Abbreviation: μCT, microcomputed tomography.
Figure 5 Improved effects of chitosan nanofiber scaffolds on bone healing.
Notes: Bone defects were surgically created in the proximal femurs of male C57LB/L mice, and chitosan nanofibers were implanted into one defect for 21 days. Only one defect was created in each proximal femur of an animal. After that period, animals were sacrificed, and the femurs were collected for analysis by μCT. The trabecular bone number (A), trabecular bone thickness (B), and trabecular parameter factor (C) were calculated and statistically analyzed. Each value represents the mean ± SEM for n=9. *Indicates that values significantly differed from the respective control, P<0.05.
Abbreviations: μCT, microcomputed tomography; SEM, standard error of mean.
Figure 6 Effects of chitosan nanofiber scaffolds on bone healing using bone histomorphometry.
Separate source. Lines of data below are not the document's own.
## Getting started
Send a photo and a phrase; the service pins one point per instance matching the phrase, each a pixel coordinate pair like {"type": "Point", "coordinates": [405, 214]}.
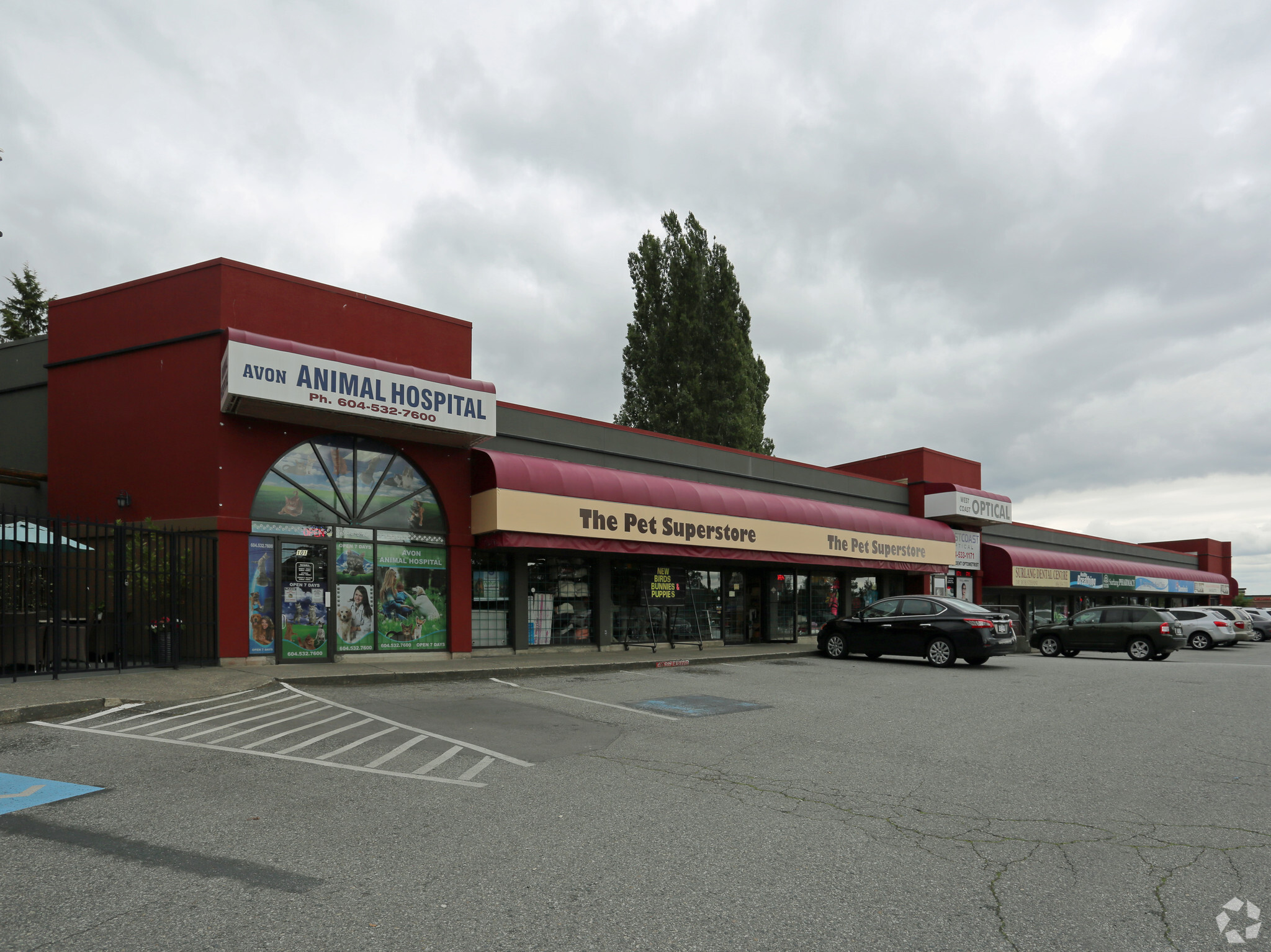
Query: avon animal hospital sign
{"type": "Point", "coordinates": [253, 375]}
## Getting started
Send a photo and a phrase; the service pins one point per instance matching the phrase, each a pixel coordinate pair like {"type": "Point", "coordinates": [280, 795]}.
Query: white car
{"type": "Point", "coordinates": [1242, 622]}
{"type": "Point", "coordinates": [1204, 627]}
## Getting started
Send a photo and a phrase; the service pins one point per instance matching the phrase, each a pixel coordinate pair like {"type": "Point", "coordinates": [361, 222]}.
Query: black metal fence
{"type": "Point", "coordinates": [98, 596]}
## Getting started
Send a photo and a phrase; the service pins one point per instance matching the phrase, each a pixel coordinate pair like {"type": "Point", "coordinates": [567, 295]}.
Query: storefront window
{"type": "Point", "coordinates": [703, 612]}
{"type": "Point", "coordinates": [491, 600]}
{"type": "Point", "coordinates": [825, 601]}
{"type": "Point", "coordinates": [349, 480]}
{"type": "Point", "coordinates": [411, 589]}
{"type": "Point", "coordinates": [560, 601]}
{"type": "Point", "coordinates": [787, 596]}
{"type": "Point", "coordinates": [865, 593]}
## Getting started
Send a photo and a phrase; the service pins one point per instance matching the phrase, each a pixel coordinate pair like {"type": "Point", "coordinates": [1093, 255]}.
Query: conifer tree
{"type": "Point", "coordinates": [688, 366]}
{"type": "Point", "coordinates": [25, 314]}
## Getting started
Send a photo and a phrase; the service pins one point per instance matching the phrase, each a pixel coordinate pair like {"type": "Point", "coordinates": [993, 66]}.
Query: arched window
{"type": "Point", "coordinates": [350, 481]}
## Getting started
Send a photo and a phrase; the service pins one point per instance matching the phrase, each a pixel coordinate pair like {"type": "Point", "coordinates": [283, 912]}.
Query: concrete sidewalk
{"type": "Point", "coordinates": [30, 699]}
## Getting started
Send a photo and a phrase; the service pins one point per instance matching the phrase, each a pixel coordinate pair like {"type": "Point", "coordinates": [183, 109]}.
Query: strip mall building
{"type": "Point", "coordinates": [369, 496]}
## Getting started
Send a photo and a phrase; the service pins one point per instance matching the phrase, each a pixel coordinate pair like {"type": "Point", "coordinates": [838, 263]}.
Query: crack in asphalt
{"type": "Point", "coordinates": [1141, 835]}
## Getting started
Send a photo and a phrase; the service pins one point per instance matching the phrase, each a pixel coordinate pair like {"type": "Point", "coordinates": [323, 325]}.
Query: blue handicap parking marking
{"type": "Point", "coordinates": [696, 706]}
{"type": "Point", "coordinates": [18, 792]}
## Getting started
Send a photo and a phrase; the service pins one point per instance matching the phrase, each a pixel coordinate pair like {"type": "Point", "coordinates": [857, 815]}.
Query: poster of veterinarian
{"type": "Point", "coordinates": [259, 595]}
{"type": "Point", "coordinates": [411, 595]}
{"type": "Point", "coordinates": [355, 603]}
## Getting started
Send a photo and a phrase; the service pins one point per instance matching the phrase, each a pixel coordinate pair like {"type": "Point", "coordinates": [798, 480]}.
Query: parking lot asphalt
{"type": "Point", "coordinates": [1031, 804]}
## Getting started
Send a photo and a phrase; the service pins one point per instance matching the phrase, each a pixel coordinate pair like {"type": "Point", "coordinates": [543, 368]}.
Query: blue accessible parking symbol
{"type": "Point", "coordinates": [19, 792]}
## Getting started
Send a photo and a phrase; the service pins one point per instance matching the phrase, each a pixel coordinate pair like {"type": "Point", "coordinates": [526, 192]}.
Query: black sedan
{"type": "Point", "coordinates": [938, 629]}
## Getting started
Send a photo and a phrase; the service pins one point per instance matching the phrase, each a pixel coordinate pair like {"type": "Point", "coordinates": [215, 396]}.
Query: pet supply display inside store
{"type": "Point", "coordinates": [367, 496]}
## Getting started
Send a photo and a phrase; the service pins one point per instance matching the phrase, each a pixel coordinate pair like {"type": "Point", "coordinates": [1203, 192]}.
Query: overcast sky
{"type": "Point", "coordinates": [1031, 234]}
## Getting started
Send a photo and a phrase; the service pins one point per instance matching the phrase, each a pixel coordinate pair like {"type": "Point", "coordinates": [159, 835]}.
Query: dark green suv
{"type": "Point", "coordinates": [1142, 632]}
Notes: Bone defects were surgically created in the proximal femurs of male C57LB/L mice, and chitosan nanofibers were implanted into one defect for 21 days. After that period, animals were sacrificed, and the femurs were collected for a histological analysis. After removing the muscle and connective tissues, the femurs were decalcified, fixed, embedded in paraffin, and then sliced. These specimens were stained with hematoxylin and eosin. The stained signals were observed and photographed under a light microscope. Thin arrows indicate new bone areas, and thick arrows designate areas where the scaffolds were located. Only one defect was created in each proximal femur of an animal, and totally nine animals were treated in this study.
Figure 7 Effects of chitosan nanofiber scaffolds on levels of the transcriptional factor, Runx2, in bone defects.
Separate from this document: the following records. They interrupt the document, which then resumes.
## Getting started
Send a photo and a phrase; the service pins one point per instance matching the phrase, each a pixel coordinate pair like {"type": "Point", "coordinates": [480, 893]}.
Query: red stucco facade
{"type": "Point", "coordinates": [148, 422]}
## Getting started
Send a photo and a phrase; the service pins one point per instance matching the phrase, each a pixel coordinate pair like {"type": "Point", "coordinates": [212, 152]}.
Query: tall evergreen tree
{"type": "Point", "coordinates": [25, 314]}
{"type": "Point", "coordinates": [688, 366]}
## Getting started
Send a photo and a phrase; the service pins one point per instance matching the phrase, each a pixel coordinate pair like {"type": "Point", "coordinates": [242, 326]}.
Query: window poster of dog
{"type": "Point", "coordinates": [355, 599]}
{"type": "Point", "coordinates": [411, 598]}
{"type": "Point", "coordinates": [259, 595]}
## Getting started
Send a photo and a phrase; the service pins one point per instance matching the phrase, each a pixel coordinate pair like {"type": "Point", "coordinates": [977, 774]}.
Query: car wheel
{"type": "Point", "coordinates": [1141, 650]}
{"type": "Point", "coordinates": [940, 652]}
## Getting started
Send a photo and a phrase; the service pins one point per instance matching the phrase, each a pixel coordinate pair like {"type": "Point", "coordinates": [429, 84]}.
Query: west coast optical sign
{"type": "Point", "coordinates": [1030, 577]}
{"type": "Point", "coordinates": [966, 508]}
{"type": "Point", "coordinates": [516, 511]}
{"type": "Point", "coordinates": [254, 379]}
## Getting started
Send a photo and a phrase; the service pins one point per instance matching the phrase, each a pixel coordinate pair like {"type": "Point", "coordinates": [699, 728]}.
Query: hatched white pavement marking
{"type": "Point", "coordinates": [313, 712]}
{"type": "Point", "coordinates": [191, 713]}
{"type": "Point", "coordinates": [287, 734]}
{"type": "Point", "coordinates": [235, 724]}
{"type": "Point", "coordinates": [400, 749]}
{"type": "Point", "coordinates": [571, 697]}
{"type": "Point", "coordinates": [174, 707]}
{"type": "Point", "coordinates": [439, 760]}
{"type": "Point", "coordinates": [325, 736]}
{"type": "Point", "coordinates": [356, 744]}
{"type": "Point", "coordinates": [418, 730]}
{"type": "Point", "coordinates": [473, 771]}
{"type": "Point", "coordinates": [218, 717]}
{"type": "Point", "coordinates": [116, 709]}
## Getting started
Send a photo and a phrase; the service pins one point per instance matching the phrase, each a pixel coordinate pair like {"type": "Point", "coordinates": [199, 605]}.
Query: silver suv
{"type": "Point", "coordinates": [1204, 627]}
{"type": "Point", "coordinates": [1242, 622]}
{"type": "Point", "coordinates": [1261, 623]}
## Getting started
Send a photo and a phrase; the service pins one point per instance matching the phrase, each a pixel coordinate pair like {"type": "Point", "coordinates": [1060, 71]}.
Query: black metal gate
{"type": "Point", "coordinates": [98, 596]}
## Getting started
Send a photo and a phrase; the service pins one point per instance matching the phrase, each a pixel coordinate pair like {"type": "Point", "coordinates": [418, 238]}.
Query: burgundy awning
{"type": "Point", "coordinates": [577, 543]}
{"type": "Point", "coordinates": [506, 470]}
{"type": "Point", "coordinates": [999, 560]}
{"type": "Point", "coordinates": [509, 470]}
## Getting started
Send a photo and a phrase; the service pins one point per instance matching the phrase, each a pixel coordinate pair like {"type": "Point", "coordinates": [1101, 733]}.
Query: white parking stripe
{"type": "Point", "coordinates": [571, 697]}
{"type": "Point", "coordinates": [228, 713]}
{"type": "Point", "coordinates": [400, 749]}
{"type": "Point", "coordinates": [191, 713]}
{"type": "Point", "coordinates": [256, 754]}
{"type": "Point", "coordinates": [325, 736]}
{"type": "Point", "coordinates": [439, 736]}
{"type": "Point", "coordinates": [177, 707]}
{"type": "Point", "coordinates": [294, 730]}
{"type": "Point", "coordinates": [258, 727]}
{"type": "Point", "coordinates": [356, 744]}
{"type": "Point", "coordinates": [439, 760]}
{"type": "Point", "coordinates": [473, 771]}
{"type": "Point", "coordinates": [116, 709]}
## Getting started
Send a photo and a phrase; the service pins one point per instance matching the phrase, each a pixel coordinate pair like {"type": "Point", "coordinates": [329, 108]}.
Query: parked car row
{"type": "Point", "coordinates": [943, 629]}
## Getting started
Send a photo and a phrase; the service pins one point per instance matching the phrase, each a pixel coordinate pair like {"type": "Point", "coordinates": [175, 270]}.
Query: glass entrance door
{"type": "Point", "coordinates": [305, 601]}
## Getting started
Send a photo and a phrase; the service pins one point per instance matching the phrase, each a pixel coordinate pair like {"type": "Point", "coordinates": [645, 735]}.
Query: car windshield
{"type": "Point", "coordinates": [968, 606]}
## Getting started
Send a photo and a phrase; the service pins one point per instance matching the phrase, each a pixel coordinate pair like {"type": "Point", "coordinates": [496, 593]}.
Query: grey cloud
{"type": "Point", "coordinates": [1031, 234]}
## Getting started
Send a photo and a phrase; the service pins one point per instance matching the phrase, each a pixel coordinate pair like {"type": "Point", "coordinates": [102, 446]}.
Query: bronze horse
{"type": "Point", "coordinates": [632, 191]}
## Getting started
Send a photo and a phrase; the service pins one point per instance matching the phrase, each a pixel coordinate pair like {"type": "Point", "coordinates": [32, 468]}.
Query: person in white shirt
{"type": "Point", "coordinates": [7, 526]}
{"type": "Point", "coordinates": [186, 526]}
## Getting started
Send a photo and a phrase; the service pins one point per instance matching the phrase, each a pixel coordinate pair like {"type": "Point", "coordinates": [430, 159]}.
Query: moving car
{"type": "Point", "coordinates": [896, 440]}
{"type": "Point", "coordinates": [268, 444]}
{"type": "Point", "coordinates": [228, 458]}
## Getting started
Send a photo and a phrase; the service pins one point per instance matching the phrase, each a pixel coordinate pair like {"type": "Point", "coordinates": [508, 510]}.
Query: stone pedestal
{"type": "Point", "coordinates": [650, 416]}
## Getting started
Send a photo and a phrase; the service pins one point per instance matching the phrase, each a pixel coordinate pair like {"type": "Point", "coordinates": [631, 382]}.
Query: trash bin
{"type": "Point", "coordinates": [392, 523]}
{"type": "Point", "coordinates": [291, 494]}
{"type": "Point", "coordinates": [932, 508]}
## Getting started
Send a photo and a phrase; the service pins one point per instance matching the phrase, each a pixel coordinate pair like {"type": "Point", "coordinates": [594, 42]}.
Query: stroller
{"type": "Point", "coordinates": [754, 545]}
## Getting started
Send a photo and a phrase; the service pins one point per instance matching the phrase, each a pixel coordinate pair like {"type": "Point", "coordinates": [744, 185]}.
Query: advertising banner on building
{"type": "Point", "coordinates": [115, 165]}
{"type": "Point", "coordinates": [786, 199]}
Notes: Bone defects were created in the proximal femurs of male C57LB/L mice, and chitosan nanofibers were implanted into one defect for 21 days. Only one defect was created in each proximal femur of an animal. After that period, animals were sacrificed, and the femurs were collected for an immunohistological analysis of Runx2. After removing the muscle and connective tissues, the femurs were decalcified, fixed, embedded in paraffin, and then sliced. Levels of Runx2 were immunodetected by confocal microscopy (A). The fluorescent signals were quantified and statistically analyzed (B). Each value represents the mean ± SEM for n=9. *Indicates that values significantly differed from the respective control, P<0.05.
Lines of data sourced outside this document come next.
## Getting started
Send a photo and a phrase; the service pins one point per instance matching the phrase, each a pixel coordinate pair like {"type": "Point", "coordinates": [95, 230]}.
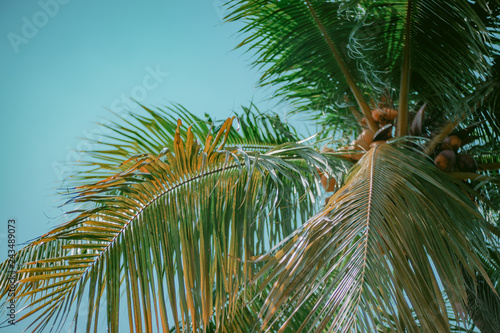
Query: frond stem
{"type": "Point", "coordinates": [347, 74]}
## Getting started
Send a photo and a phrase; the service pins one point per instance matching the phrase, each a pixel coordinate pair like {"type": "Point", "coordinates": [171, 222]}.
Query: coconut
{"type": "Point", "coordinates": [445, 161]}
{"type": "Point", "coordinates": [328, 183]}
{"type": "Point", "coordinates": [376, 143]}
{"type": "Point", "coordinates": [366, 136]}
{"type": "Point", "coordinates": [377, 115]}
{"type": "Point", "coordinates": [389, 114]}
{"type": "Point", "coordinates": [359, 145]}
{"type": "Point", "coordinates": [466, 163]}
{"type": "Point", "coordinates": [452, 142]}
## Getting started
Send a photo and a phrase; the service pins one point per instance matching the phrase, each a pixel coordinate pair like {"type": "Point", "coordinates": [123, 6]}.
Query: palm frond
{"type": "Point", "coordinates": [448, 47]}
{"type": "Point", "coordinates": [172, 231]}
{"type": "Point", "coordinates": [387, 245]}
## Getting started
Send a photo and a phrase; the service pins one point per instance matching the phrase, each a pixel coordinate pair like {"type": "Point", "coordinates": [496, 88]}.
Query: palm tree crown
{"type": "Point", "coordinates": [196, 225]}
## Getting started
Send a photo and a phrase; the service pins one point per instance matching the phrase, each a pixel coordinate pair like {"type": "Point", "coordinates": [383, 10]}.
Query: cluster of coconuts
{"type": "Point", "coordinates": [447, 158]}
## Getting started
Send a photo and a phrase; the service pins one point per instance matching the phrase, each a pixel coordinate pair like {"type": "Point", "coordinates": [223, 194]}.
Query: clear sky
{"type": "Point", "coordinates": [63, 63]}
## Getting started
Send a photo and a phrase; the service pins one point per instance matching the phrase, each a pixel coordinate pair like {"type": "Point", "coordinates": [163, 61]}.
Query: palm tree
{"type": "Point", "coordinates": [196, 225]}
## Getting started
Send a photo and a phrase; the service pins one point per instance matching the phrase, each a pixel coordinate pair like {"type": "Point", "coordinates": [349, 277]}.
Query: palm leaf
{"type": "Point", "coordinates": [387, 244]}
{"type": "Point", "coordinates": [169, 232]}
{"type": "Point", "coordinates": [373, 39]}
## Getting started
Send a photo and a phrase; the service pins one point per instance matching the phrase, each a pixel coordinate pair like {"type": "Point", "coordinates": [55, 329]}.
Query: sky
{"type": "Point", "coordinates": [65, 63]}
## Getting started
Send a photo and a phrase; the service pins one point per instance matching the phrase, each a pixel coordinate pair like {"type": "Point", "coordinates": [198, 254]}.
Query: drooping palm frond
{"type": "Point", "coordinates": [136, 134]}
{"type": "Point", "coordinates": [387, 244]}
{"type": "Point", "coordinates": [169, 232]}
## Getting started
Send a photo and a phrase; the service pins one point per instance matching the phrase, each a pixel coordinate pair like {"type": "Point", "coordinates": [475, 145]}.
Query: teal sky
{"type": "Point", "coordinates": [63, 63]}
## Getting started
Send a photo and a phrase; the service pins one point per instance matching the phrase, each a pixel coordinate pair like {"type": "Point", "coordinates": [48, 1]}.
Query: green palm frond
{"type": "Point", "coordinates": [396, 224]}
{"type": "Point", "coordinates": [170, 232]}
{"type": "Point", "coordinates": [134, 134]}
{"type": "Point", "coordinates": [449, 50]}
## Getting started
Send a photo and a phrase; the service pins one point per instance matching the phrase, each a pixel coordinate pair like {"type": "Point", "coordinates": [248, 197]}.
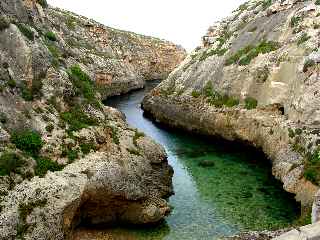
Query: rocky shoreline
{"type": "Point", "coordinates": [255, 80]}
{"type": "Point", "coordinates": [65, 158]}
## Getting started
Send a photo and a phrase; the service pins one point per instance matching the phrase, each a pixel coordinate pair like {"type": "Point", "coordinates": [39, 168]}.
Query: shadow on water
{"type": "Point", "coordinates": [221, 187]}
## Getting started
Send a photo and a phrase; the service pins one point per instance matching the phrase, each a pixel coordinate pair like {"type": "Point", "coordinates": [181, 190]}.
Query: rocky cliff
{"type": "Point", "coordinates": [255, 79]}
{"type": "Point", "coordinates": [65, 159]}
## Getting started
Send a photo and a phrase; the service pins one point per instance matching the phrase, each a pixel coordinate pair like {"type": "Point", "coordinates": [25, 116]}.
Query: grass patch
{"type": "Point", "coordinates": [250, 103]}
{"type": "Point", "coordinates": [71, 154]}
{"type": "Point", "coordinates": [51, 36]}
{"type": "Point", "coordinates": [3, 118]}
{"type": "Point", "coordinates": [49, 128]}
{"type": "Point", "coordinates": [245, 55]}
{"type": "Point", "coordinates": [305, 37]}
{"type": "Point", "coordinates": [136, 136]}
{"type": "Point", "coordinates": [77, 119]}
{"type": "Point", "coordinates": [308, 64]}
{"type": "Point", "coordinates": [46, 164]}
{"type": "Point", "coordinates": [26, 31]}
{"type": "Point", "coordinates": [83, 83]}
{"type": "Point", "coordinates": [114, 134]}
{"type": "Point", "coordinates": [87, 147]}
{"type": "Point", "coordinates": [134, 151]}
{"type": "Point", "coordinates": [43, 3]}
{"type": "Point", "coordinates": [9, 163]}
{"type": "Point", "coordinates": [4, 23]}
{"type": "Point", "coordinates": [28, 141]}
{"type": "Point", "coordinates": [195, 93]}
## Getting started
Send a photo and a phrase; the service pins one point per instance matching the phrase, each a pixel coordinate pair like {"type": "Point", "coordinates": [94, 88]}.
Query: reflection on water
{"type": "Point", "coordinates": [221, 188]}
Abbreviations: Runx2, Runt-related transcription factor 2; SEM, standard error of mean.
Figure 8 Effects of chitosan nanofibers on expressions of ALP and OCN in bone defects.
Notes: Bone defects were surgically created in the proximal femurs of male C57LB/L mice, and chitosan nanofiber scaffolds were implanted into one defect for 21 days. Only one defect was created in each proximal femur of an animal. After that period, animals were sacrificed, and the femurs were collected for immunohistological analyses of ALP (A) and OCN (B). Arrows/arrowheads indicate expressions of ALP and OCN. Proteins were prepared from control and chitosan nanofiber-treated femurs for immunoblotting analyses of ALP and OCN (C, top two panels). Amounts of β-actin were analyzed as the internal controls (bottom panel). These protein bands were quantified and statistically analyzed (D). Each value represents the mean ± SEM for n=6. *Indicates that values significantly differed from the respective control, P<0.05, 200×.
Abbreviations: ALP, alkaline phosphatase; OCN, osteocalcin; SEM, standard error of mean.